Ao que respondo que depoimentos de testemunhas ofendidas não merecem muita atenção [...]. Nada provam e muito menos fazem legalidade os que juram pelo que a elas ouviram [...]. Logo, não faz prova em direito seu depoimento, de mais que o reverendo padre [José de Souza] é testemunha injuriada [...] e testemunhas inimigas nada provam (CEDEAM, 1896, p. 139-141).

De fato, são dignos de desconfiança os depoimentos de muitas das 33 testemunhas. Em todos eles, percebe-se claramente a construção de um depoimento-síntese, a partir de um texto único, com um discurso unificador, provocando no leitor uma forte impressão de manipulação das próprias testemunhas, como se vê no seguinte depoimento, muito próximo, em todos os sentidos, de outros relatos:

Disse que sabe por ouvir dizer, pública e geralmente, que o gentio bárbaro chamado Mura, do rio Madeira, tem feito várias mortes assim a brancos como a negros que vão àquele rio à colheita do cacau, de sorte que é tanto o temor dos moradores desta cidade [Belém] que algum negócio de cacau que fazem é à beira do dito rio, e que os mesmos delitos faz o gentio do rio Tocantins, impedindo as pessoas que vêm fazendo viagem das minas para esta cidade [Belém]” (CEDEAM, 1986, p. 45)

Interessa aqui menos saber a quem pertence o depoimento acima (Felipe Delgado) do que a quem serve tal texto. Por isso, é importante localizar entre as testemunhas gente ligada à exploração
econômica atingida pela devassa (mineração e agricultura), para estabelecer as reais intenções desse discurso que aponta o Mura como o grande responsável pelo atraso econômico da região. Esse claro sentimento de estranheza em relação aos depoimentos das testemunhas civis também provoca em Samuel Benchimol um posicionamento crítico sobre o contexto obscuro do conjunto de todo o processo envolvendo os Mura e as nações do Tocantins. Assim, o “Registro de las de claraciones [...] da una buena idea de la trama preparada a propósito en los bastidores de la justicia colonial, el resultado de la ingenuidad, ignorancia o servilismo de los indagados” (in CAMACHO, ANGEL [comps.], 1990, p. 234).

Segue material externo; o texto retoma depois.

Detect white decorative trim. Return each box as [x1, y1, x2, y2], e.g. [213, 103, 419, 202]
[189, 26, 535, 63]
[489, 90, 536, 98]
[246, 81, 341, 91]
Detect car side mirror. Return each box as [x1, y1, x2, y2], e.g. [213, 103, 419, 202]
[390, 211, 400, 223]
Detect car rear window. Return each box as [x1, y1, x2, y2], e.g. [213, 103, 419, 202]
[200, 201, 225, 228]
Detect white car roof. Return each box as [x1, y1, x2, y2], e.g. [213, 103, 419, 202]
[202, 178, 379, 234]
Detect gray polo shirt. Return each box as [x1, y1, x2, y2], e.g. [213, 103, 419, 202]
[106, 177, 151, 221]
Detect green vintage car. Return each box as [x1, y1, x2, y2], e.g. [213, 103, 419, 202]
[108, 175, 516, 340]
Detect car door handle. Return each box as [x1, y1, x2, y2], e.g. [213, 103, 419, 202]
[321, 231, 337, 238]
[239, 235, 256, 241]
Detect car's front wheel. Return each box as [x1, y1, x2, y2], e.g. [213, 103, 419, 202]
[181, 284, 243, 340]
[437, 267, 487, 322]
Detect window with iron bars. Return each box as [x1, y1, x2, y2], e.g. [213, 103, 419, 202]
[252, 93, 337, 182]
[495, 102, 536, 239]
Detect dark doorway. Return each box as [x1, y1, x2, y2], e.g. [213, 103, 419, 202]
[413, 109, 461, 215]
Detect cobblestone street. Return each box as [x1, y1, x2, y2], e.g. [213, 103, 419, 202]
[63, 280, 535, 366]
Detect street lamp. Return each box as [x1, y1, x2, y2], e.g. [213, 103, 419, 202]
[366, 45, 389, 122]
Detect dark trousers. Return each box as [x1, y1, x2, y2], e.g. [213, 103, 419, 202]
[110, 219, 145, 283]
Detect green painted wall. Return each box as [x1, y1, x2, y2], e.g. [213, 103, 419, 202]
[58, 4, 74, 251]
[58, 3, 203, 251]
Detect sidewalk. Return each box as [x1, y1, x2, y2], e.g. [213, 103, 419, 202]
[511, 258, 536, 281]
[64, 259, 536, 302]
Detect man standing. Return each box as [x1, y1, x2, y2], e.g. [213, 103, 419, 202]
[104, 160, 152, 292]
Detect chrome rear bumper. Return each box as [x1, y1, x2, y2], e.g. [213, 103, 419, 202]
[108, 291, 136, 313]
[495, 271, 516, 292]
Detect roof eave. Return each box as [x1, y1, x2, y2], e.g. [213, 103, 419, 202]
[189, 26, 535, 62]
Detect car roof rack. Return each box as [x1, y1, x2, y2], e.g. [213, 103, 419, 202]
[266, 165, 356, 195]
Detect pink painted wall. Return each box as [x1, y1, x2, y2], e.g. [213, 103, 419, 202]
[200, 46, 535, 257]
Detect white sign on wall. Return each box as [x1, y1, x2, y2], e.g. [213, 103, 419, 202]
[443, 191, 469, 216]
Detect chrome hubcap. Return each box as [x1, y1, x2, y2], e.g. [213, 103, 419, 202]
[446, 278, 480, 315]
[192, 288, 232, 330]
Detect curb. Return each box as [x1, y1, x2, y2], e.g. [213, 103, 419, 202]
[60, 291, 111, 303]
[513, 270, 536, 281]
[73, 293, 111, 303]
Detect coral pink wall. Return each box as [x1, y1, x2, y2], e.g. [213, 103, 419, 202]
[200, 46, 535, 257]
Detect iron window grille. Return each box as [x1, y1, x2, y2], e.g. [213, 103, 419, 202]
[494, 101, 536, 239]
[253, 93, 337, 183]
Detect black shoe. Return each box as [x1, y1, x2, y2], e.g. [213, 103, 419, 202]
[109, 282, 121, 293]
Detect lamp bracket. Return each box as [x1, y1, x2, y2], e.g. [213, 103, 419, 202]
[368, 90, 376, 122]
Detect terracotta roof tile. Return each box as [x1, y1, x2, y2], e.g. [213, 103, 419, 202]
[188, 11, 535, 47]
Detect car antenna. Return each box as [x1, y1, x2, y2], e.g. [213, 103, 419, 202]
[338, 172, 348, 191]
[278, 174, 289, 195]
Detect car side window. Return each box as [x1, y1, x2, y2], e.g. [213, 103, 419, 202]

Quanto às nações do rio Tocantins – “que nem nome próprio, nem em toda devassa se lhe acha [...] – pouco prejuízo nos fazem a nós, que vivemos delas afastados” (CEDEAM, 1986, p. 121), estando por isso livres de ações militares em seus territórios. Nota-se, portanto, que os Mura – única nação indígena nomeada nos Autos da devassa... – pagam alto preço pela imagem que deles fez o colonizador desde o início do século XVIII, enquanto que as nações do rio Tocantins, que sequer são especificadas no processo, são preservadas por serem “desconhecidas” até aquele momento, ou pelo menos não tão perigosas quanto os Mura.

O frei Manoel de Marvão, comissário provincial de Piedade, também percebe a falta de clareza no depoimento das testemunhas, entretanto, ao contrário do frei Victoriano Pimentel, considera desnecessária a guerra contra os Mura e os índios do Tocantins, embora sugira uma “contra-guerra” de cunho defensivo, com a presença de tropas de resgate, tanto na região do rio Madeira, quanto na do Tocantins. O que o frei Marvão pretendia era, na verdade, a aplicação de uma “guerra justa defensiva” – recurso utilizado em caso de ataques de índios a estabelecimentos portugueses, impedindo assim a circulação de colonos e missionários por aquele território do rio Madeira. Assim, Marvão parte do pressuposto de que, ao ocuparem a dita região, os Mura deveriam ser considerados “invasores” da área virtualmente pertencente aos portugueses.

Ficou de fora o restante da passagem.